From the point of view of an assembly language programmer, memory can be thought of
as a very long linear array, and the effective address is a pointer to some location in this
array that the operating system has designated as the data segment. The Program Counter

is a pointer into this same array, but to a different segment called the program segment.
The operating system has allocated one other segment in memory called the stack
segment.
8
1.12 Summary
When we write a program in assembly language we are creating a list of instructions that
we want the processor to perform to accomplish some task (an algorithm).
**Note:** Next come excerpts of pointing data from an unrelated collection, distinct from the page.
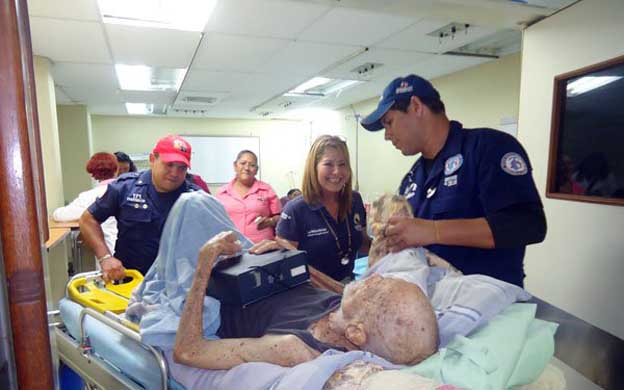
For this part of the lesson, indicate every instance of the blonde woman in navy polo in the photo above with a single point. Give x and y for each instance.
(328, 221)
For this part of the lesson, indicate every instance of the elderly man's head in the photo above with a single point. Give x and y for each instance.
(380, 212)
(389, 317)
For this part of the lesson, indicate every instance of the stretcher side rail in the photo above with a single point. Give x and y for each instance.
(115, 324)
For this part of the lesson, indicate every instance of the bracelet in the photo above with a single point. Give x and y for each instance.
(101, 259)
(437, 232)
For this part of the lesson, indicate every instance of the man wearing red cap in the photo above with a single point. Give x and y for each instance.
(140, 201)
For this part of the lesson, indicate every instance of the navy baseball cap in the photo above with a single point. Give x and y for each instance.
(399, 88)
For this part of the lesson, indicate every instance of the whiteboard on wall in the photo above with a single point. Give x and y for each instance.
(212, 156)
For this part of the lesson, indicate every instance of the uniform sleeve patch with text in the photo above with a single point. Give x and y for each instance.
(513, 164)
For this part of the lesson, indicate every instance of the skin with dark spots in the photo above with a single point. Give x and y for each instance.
(379, 315)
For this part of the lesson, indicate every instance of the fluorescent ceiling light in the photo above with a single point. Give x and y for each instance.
(145, 78)
(187, 15)
(321, 86)
(588, 83)
(139, 108)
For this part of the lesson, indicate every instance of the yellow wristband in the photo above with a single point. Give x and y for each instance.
(437, 233)
(101, 259)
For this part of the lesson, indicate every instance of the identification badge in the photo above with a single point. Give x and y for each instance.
(450, 181)
(453, 163)
(513, 164)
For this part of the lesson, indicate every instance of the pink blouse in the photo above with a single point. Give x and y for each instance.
(260, 201)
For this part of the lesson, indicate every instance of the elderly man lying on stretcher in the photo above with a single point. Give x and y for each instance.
(386, 314)
(389, 317)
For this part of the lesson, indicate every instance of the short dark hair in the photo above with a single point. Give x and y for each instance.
(243, 152)
(102, 166)
(434, 104)
(122, 157)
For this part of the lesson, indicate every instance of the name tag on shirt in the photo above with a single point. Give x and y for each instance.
(317, 232)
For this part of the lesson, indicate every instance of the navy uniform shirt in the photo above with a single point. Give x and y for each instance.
(311, 226)
(477, 172)
(141, 212)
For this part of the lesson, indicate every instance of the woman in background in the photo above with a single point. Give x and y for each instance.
(125, 163)
(252, 204)
(328, 221)
(103, 168)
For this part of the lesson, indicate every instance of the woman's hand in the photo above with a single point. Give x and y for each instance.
(266, 222)
(408, 232)
(271, 245)
(224, 243)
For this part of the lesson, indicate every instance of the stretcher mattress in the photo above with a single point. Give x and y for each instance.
(132, 359)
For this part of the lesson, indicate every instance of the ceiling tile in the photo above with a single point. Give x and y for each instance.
(308, 59)
(149, 97)
(206, 80)
(415, 37)
(389, 59)
(441, 65)
(69, 41)
(235, 52)
(152, 46)
(86, 10)
(93, 76)
(266, 18)
(364, 27)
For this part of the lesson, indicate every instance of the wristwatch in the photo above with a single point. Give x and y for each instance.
(101, 259)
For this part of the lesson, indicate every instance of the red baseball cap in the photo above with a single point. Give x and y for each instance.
(173, 148)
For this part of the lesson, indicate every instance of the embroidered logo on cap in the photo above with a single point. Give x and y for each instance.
(404, 87)
(452, 164)
(450, 181)
(513, 164)
(180, 145)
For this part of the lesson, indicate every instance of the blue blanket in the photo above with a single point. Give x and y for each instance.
(158, 302)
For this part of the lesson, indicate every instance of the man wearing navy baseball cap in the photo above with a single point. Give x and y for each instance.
(474, 199)
(140, 201)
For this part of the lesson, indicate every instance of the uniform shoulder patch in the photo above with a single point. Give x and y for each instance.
(452, 164)
(128, 176)
(513, 164)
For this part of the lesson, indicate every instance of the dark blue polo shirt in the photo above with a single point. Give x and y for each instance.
(477, 172)
(305, 224)
(141, 212)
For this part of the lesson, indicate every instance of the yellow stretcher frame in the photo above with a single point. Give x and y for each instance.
(89, 290)
(101, 301)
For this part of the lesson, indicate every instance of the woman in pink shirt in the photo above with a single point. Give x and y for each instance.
(252, 204)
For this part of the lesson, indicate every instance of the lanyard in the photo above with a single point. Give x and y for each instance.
(345, 256)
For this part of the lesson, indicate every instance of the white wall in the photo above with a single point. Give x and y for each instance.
(580, 266)
(382, 167)
(283, 144)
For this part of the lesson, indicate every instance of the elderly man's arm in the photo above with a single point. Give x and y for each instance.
(192, 349)
(92, 234)
(317, 278)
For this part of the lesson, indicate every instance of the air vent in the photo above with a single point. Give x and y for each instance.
(209, 100)
(366, 68)
(187, 112)
(450, 30)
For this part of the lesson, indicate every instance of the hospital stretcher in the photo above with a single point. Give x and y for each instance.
(99, 344)
(105, 349)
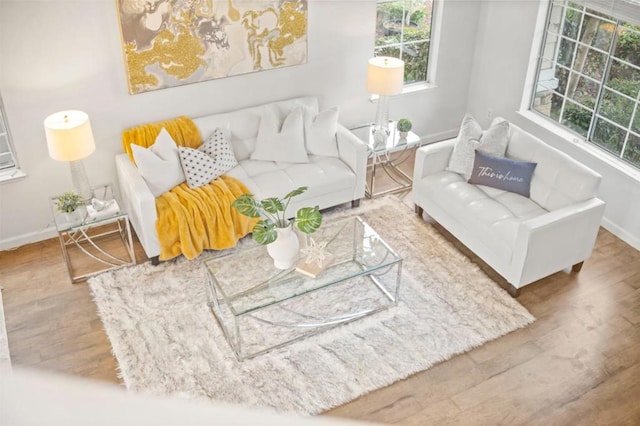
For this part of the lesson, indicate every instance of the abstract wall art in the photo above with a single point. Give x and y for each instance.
(168, 43)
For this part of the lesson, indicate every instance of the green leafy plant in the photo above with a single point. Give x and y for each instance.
(68, 202)
(404, 125)
(273, 214)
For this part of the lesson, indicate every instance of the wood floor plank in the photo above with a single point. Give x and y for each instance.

As soon as we
have acquired a functional model of the processor and know exactly what instructions the
processor can perform, then we will have mastered the first necessary component to
becoming a MIPS assembly language programmer.

The continuous step by step functional operation of our simplified model for the MIPS
architecture can be described as:

1. An instruction is fetched from memory at the location specified by the Program
counter. The instruction is loaded into the Instruction Register. The Program
Counter is incremented by four.

2. Two five bit codes Rs and Rt within the instruction specify which register file
locations are accessed to obtain two 32-bit source operands.

3. The two 32-bit source operands are routed to the ALU inputs where some
operation is performed depending upon the Op-Code in the instruction.

4. The result of the operation is placed back into the register file at a location
specified by the 5-bit Rd code in the Instruction Register. Go to step 1.

Exercises
1.1 Explain the difference between a register and the ALU.
1.2 Explain the difference between assembly language and machine language.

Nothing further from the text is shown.